Kurt Vonnegut is all over the place in this recent essay for In These Times, but his last two lines find the mark:
Here's what I think the truth is: We are all addicts of fossil fuels in a state of denial, about to face cold turkey.
And like so many addicts about to face cold turkey, our leaders are now committing violent crimes to get what little is left of what we're hooked on.
In the long term, the potential of the West (and the Middle East for that matter) will be limited until we stop relying so heavily on oil. Since few in politics seem to be thinking past the next election (or even the next news cycle), this presents a problem.
Manhattan Timeformations, mapping Manhattan's skyscraper districts through time. Transparent New York is the best one; overlay the 1811 grid on top of the map of farms.
Michael Moore's Fahrenheit 9/11 will be out in theatres on June 25th. This will break all sorts of records for a documentary and make Moore a rich(er) white man. Is it time yet for someone to make Michael and Me?
The Taxicab Metric "is equal to the length of all paths connecting [two points] along horizontal and vertical segments, without ever going back, like those described by a car moving in a lattice-like street pattern.". Also known as the "Manhattan distance".
On the way to work this morning, a man holding a folded subway map motioned to me and then his map. Happy to give directions when I can, I walked over to where he was standing. As I approached, he motioned to the map again and began, "excuse moi..."
Before I could even think about it, I replied, "oui, monsieur?"
That elicited a surprised look and a stream of French dialogue. I think I heard "parlez" and "francais" in there somewhere. "Non, non, non, monsieur. Un peu, un peu." My crude way of saying that I don't speak French very well.
Slightly disappointed in my unwitting deception, he cut to the chase. Rockefeller Center.

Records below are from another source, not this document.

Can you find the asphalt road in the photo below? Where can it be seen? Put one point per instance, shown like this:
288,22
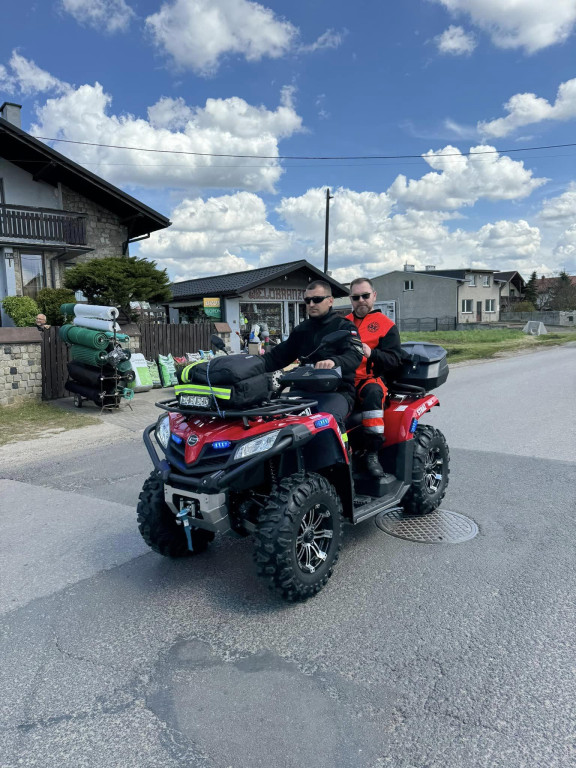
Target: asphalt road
414,656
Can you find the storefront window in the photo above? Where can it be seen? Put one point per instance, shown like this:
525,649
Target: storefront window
32,273
262,314
194,313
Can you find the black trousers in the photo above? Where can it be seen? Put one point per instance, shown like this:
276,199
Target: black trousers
371,400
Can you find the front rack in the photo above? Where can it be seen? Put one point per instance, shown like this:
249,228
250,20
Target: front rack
279,407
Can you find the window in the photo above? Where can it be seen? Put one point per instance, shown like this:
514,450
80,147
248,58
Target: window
32,273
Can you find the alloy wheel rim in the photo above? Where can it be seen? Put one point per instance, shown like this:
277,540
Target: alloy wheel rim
433,470
314,539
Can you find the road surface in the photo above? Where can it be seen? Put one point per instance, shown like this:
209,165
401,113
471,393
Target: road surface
414,656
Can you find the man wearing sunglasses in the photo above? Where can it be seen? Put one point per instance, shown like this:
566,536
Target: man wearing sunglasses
306,338
381,347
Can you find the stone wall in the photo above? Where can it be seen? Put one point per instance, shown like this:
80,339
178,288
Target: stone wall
20,365
104,232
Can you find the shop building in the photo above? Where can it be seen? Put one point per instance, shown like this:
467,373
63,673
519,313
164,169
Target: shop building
271,297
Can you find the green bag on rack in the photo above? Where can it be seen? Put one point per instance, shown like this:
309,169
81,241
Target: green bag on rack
154,373
167,370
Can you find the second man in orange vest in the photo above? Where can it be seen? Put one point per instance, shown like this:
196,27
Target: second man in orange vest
381,346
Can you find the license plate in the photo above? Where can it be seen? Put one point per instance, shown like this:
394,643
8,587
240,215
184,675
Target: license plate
196,401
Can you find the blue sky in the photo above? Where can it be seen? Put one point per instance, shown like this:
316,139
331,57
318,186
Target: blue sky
432,78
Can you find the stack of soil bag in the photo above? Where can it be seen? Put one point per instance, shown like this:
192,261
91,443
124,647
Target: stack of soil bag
100,368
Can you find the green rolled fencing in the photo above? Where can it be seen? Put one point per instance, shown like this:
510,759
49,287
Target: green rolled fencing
87,355
118,336
73,334
124,366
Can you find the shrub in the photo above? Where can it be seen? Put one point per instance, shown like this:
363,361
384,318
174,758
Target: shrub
49,301
22,310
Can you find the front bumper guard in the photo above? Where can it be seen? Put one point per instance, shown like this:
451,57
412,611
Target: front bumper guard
221,479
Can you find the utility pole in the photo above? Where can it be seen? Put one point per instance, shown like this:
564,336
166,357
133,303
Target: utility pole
328,198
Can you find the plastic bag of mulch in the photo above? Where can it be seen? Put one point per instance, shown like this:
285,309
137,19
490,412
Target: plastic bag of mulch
154,373
167,370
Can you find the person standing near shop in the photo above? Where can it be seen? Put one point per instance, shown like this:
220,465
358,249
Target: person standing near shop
306,337
382,356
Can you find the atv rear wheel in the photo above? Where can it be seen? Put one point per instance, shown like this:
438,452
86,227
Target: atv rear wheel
158,527
430,471
299,536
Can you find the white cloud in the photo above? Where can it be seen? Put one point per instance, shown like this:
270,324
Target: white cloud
455,41
527,24
196,34
462,180
7,81
527,108
223,126
367,236
27,78
108,15
565,251
560,209
328,39
214,236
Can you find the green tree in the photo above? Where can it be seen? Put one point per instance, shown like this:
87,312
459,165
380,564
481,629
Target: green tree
49,301
22,310
523,306
531,289
115,282
563,294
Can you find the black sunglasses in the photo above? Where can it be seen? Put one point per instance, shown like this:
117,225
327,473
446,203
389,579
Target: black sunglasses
358,296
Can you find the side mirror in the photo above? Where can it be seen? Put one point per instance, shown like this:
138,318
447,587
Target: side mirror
217,342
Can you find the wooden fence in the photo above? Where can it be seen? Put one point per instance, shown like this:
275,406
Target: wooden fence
54,368
177,339
427,324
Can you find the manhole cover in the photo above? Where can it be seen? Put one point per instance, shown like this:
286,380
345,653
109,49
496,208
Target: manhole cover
440,526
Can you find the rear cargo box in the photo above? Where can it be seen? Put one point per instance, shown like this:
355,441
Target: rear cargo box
423,365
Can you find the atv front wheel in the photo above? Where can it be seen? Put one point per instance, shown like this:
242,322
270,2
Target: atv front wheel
430,471
299,536
158,527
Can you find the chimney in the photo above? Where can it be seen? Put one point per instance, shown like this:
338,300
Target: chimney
11,113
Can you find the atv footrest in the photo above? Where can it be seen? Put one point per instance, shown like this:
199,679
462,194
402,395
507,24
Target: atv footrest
384,504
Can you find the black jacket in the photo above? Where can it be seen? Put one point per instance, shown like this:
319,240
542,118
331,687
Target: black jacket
346,353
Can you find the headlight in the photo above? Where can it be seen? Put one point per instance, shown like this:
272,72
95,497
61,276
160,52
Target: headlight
256,446
163,430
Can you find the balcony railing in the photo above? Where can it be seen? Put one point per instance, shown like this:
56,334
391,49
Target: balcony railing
42,225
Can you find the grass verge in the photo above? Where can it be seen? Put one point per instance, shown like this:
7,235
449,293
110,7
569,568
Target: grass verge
28,421
474,345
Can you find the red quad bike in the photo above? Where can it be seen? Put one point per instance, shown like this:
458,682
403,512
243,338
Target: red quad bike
286,475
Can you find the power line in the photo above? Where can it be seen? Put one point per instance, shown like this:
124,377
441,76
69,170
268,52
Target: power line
309,157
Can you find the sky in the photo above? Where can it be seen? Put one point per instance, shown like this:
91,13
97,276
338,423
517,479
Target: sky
441,121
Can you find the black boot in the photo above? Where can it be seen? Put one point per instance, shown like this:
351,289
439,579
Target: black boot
373,465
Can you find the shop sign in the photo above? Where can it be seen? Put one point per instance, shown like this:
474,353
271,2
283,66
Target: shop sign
212,308
278,294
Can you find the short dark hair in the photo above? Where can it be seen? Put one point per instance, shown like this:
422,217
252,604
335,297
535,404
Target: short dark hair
320,284
361,280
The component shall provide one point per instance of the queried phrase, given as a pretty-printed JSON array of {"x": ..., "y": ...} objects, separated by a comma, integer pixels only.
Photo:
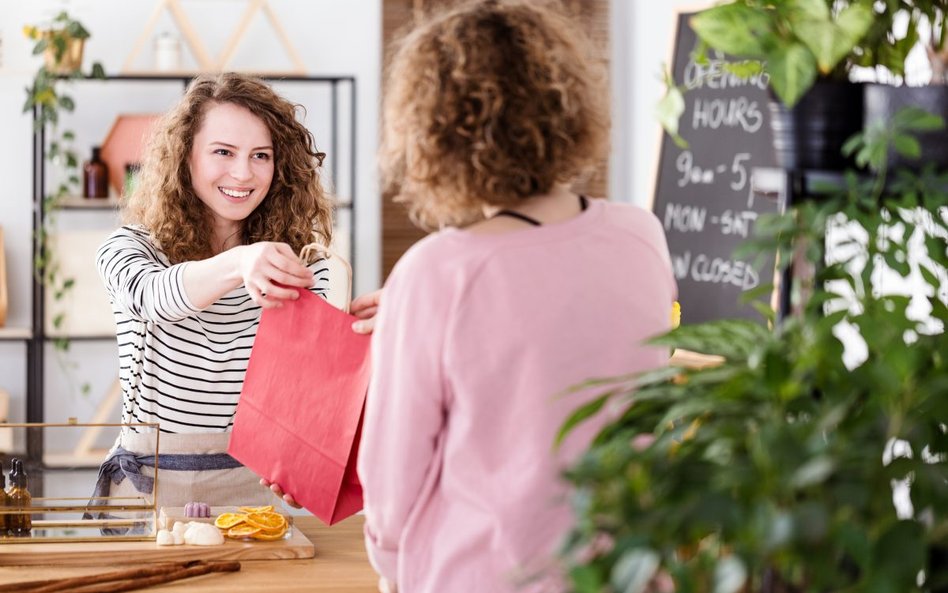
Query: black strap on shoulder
[
  {"x": 583, "y": 204},
  {"x": 519, "y": 216}
]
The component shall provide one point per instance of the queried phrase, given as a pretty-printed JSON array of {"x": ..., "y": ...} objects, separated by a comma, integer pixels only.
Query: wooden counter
[{"x": 340, "y": 566}]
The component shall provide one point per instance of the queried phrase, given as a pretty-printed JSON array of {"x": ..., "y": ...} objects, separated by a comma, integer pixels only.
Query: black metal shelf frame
[{"x": 35, "y": 344}]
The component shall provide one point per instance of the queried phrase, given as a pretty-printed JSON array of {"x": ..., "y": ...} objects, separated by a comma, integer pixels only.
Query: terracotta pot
[{"x": 71, "y": 60}]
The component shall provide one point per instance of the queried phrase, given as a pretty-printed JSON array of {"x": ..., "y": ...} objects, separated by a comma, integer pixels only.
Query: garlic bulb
[{"x": 164, "y": 538}]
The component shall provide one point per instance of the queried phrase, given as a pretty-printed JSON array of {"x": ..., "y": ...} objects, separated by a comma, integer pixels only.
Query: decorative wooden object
[
  {"x": 223, "y": 62},
  {"x": 85, "y": 453},
  {"x": 206, "y": 62}
]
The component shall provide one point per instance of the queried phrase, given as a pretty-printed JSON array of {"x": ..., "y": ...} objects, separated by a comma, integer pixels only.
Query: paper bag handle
[{"x": 315, "y": 249}]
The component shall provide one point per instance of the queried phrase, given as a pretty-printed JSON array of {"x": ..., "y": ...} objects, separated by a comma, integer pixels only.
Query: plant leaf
[
  {"x": 585, "y": 411},
  {"x": 735, "y": 29},
  {"x": 634, "y": 570},
  {"x": 792, "y": 71},
  {"x": 730, "y": 574}
]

Good, something easy. I pointed in the general direction, but he seemed skeptical, motioning to it on his map. Reaching back into my memories of high school French, I conjured up the approximate French version of "49th and 5th" and pointed once again in the right direction. Relived that I seemed to know where he wanted to go and that I was able to tell him so in (mangled) French, he gave me a nod, said "merci monsieur," and headed off.
"C'est rien. Au revoir monsieur," I replied after him.
He looked back at me, suspicious, as if to say, "are you sure you don't speak French?"
Timeline of the history of information. From cave paintings to the dissemination of the Starr report on the Internet.
Raining in New York. Nice photo diptych from Redrick deLeon.
GeekDIY points to all sorts of geeky projects, like building your own Mac or catapult. Or putting Linux on Big Mouth Billy Bass (the talking fish).
Long thread on how Jesus is better than Mohammed because he's more popular or something. I forget the exact details...just tell me which format I should worship!
Tufte has revised his chapter on sparklines. Sparklines are "intense, simple, word-sized graphics".